Afghan presidential candidates Ashraf Ghani Ahmadzai and Abdullah Abdullah hugging each other during a news conference in Kabul 15 January 2015 Image copyright Reuters
Image caption The two most powerful men in Afghan politics cannot agree

The Afghan government is on a collision course with election officials over reform of the voting system.

Elections to the lower house of parliament, the Wolesi Jirga, should take place in June.

The constitution states that there can be no reforms for a year before polls are held leaving just months to solve voting concerns.

Both President Ashraf Ghani and his coalition partner Abdullah Abdullah, whose official title is chief operating officer, came into office committed to reform the process before there are any more elections.

But the Independent Election Commission (IEC) is insisting on holding parliamentary elections this year.

Its chief, Ahmad Yusuf Nuristany, told the BBC that although he could hold polls as late as September, he could not delay them after that.

"This parliament has to go. Their time is over," he says.

Referring to proposals for reform, he says: "They cannot bring those reforms unless they trample on the law and ignore the law."

This raises a number of problems, not least who will pay for the elections.

International donors who funded both the elections last year, and an exhaustive audit to check for fraud, say they are unwilling to pay for any further elections without reform.

Image copyright Reuters
Image caption Afghanistan's voting system has faced repeated complaints of corruption
Image copyright Reuters
Image caption Foreign donors will not pay for a fresh election without reform

Changes needed

The only reform that would make a substantial difference to the ability to commit fraud would be a new register of voters. Voters are not limited to voting at a particular location, and can currently use any card issued since 2001 in any polling station. This caused chaos during the presidential election when popular city polling stations ran out of ballot papers, depriving some of their right to vote.

There have been three major registrations since 2001, putting more than 20 million voting cards in circulation.
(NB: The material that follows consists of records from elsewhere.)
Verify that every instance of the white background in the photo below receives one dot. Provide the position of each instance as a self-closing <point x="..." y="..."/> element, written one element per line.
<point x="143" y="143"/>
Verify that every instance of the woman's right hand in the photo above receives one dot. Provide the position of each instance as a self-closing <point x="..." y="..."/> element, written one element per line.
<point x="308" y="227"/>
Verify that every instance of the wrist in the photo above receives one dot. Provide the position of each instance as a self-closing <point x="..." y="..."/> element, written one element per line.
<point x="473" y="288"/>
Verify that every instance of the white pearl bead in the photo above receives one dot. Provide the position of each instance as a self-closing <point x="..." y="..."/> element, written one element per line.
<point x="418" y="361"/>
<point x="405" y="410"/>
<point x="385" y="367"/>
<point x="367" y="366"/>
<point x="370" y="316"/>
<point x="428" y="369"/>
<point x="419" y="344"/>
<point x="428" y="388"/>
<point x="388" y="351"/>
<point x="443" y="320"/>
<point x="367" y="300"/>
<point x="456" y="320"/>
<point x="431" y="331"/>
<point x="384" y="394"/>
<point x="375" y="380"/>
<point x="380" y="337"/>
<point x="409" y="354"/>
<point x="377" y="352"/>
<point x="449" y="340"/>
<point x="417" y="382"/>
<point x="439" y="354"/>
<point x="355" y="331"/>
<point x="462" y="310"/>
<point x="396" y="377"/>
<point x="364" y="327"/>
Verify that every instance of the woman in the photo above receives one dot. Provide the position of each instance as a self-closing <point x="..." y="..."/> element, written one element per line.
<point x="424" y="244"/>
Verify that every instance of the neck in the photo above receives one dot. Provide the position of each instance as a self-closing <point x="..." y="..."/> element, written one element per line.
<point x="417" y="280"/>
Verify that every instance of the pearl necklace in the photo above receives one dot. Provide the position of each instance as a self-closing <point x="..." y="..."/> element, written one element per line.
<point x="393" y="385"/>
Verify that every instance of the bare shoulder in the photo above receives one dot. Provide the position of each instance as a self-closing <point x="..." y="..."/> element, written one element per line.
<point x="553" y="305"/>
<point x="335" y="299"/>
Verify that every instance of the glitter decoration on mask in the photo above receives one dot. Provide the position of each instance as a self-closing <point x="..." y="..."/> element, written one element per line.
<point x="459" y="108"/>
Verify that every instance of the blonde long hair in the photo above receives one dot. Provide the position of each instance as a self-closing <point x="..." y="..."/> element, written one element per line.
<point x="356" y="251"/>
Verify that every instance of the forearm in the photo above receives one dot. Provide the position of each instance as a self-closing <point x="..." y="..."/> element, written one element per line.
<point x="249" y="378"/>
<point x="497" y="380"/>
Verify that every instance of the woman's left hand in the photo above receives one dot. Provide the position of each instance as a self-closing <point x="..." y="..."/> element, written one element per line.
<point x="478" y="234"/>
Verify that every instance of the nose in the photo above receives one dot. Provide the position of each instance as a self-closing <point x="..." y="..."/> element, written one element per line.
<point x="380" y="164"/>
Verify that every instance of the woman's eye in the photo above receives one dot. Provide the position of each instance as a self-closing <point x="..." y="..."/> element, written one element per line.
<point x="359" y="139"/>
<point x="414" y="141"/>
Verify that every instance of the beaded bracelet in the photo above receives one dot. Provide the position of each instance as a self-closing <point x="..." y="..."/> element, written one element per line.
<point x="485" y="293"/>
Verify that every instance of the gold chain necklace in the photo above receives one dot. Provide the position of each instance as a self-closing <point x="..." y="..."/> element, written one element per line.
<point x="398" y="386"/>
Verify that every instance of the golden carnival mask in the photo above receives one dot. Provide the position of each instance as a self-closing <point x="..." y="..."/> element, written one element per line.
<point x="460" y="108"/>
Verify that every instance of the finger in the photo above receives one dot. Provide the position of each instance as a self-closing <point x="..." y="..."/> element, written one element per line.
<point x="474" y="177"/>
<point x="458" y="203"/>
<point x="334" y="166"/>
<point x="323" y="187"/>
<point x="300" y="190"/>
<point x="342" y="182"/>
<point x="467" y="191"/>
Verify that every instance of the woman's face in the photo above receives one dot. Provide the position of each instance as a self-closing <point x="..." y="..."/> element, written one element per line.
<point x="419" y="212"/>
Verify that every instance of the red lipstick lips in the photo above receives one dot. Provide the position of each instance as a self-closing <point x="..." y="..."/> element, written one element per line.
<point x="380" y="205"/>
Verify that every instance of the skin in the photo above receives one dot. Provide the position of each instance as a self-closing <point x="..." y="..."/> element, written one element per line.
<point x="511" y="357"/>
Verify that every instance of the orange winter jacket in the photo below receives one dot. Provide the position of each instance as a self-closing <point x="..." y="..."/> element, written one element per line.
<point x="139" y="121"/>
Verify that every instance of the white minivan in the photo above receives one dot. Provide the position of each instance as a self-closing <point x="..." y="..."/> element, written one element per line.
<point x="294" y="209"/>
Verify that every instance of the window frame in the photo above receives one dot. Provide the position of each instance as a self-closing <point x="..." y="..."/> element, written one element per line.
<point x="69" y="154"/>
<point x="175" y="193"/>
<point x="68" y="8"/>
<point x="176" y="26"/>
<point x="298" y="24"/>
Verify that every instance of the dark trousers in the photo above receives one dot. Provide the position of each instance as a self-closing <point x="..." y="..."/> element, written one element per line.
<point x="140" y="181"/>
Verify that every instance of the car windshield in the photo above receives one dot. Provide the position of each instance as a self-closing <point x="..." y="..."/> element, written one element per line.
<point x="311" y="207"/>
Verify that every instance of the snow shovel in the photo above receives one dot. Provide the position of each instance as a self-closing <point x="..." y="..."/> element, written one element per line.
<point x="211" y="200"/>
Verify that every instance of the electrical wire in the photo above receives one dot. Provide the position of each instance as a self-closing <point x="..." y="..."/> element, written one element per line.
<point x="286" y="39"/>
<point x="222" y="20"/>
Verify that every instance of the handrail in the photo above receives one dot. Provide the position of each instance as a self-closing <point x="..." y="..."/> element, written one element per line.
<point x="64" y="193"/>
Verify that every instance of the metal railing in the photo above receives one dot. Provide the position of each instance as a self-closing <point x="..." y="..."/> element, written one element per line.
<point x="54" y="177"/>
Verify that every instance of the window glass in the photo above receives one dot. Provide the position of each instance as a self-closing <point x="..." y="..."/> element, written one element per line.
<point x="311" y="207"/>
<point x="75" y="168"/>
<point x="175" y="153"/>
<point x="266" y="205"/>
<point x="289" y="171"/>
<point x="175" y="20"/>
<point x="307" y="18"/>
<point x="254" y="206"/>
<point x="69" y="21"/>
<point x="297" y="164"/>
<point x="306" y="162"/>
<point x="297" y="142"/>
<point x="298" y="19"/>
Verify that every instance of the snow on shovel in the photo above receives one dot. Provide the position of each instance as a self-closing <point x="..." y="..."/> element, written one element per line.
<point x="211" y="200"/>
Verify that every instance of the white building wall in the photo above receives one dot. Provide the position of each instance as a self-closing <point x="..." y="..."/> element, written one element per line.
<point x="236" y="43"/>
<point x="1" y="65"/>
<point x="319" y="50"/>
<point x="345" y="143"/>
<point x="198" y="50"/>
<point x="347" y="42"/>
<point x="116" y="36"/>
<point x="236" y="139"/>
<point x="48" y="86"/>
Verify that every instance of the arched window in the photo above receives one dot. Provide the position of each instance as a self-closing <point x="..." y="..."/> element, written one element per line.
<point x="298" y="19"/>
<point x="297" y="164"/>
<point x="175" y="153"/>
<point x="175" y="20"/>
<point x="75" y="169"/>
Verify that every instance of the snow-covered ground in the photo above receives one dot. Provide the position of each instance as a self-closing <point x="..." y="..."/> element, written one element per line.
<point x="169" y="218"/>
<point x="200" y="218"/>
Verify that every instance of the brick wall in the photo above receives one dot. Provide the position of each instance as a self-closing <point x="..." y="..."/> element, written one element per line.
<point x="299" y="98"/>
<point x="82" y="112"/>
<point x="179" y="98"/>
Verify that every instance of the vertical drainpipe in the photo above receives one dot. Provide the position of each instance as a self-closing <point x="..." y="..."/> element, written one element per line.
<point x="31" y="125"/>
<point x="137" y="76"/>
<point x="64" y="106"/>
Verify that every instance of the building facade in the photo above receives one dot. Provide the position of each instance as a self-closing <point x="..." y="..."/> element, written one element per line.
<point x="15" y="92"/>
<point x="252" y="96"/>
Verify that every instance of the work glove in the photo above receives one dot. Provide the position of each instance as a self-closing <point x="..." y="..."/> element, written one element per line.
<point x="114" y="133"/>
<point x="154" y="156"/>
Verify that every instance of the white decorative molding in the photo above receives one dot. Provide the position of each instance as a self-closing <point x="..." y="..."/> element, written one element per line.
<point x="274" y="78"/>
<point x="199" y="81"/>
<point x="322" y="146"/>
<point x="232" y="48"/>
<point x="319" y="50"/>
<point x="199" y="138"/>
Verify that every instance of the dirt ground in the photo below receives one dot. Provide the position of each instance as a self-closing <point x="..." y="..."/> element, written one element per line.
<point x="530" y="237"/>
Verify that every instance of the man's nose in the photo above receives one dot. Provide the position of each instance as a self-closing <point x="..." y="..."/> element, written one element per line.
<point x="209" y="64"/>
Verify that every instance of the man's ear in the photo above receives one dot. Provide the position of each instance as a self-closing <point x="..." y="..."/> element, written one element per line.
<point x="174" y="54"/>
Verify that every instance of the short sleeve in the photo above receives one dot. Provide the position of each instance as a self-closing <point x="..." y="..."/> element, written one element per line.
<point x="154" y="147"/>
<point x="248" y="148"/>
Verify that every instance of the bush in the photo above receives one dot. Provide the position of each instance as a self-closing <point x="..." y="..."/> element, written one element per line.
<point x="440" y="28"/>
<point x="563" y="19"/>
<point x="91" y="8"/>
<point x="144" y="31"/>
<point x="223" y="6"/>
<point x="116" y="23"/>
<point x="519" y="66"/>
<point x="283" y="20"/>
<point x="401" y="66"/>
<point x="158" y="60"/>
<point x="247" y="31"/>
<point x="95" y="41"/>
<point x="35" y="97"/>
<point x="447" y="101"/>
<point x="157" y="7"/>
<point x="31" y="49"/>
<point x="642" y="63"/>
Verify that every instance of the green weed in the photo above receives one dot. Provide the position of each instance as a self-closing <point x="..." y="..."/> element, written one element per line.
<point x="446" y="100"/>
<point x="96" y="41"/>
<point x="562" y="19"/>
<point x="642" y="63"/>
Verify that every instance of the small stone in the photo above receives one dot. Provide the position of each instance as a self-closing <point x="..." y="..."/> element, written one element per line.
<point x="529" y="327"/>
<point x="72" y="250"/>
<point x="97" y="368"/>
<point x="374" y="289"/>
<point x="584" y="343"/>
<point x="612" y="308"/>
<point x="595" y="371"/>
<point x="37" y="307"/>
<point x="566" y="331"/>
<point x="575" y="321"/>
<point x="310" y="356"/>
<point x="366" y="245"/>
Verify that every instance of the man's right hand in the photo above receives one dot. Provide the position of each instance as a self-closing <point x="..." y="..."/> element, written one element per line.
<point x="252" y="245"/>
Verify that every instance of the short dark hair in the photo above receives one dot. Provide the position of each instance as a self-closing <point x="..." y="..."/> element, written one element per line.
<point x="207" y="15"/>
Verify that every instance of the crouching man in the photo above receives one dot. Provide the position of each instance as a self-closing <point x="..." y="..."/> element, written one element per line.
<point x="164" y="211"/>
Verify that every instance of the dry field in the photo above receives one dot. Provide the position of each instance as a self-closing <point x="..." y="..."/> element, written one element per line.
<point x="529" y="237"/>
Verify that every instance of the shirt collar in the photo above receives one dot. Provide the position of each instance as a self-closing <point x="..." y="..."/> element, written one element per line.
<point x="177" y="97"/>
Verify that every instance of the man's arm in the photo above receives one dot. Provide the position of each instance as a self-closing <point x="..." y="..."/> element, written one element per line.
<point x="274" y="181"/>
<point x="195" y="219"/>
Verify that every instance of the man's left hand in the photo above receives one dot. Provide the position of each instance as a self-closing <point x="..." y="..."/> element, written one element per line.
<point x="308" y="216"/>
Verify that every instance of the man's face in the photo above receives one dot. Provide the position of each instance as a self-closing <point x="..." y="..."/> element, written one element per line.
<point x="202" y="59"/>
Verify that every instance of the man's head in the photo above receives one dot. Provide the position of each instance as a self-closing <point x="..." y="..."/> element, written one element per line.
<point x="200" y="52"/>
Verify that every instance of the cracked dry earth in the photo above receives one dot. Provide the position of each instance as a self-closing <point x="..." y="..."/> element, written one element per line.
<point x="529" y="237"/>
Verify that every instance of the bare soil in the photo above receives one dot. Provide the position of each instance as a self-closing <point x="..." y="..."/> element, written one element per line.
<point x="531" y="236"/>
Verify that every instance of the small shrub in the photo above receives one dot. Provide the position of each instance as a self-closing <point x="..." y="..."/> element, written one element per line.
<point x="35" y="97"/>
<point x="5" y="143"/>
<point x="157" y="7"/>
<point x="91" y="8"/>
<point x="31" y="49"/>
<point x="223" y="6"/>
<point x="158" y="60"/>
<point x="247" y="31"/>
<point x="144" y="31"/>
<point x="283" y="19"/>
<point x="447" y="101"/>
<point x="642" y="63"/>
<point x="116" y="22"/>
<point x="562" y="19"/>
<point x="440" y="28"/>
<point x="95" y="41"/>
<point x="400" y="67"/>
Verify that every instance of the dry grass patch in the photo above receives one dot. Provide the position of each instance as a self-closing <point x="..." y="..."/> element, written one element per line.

But it is believed that there are around 12 million voters, so the number of cards is an obvious potential fraud. On some estimates it would take up to 10 years to introduce a full electronic identity system.

Nobody wants to delay elections that long, but Nader Nadery, the most prominent campaigner for reform, and head of the Afghanistan Research Evaluation Unit, said there are reforms that are possible without a full fresh registration of voters. He wants an election reform commission appointed as a matter of urgency.

"There must be an agreement of both leaders to move swiftly and quickly on a reform path, where that may not be satisfying and answering all the issues, but at least on a minimal level address the demand for reform and the need for reform," he says.

Mr Nadery said that there is a dilemma, because while an election should be held this year without reform under a strict reading of the constitution - it also states that there should elections should be "free, fair and credible". Something which is not possible without reform.

Differing views

But a clear difference is emerging between the two top politicians.

Abdullah Abdullah is insisting there should be no election without a full reform of the process, including the replacement of all the election commissioners.

On the other side, Ashraf Ghani's vice-president Mohammad Sawar Danish said that reform would not have to be so thorough.

Failure in this area is increasing nervousness in Afghanistan, already damaged by the long political stalemate since the election.

Only a third of cabinet ministers are yet in place, and the continuing uncertainty has had a catastrophic impact on the economy, paralysing trade.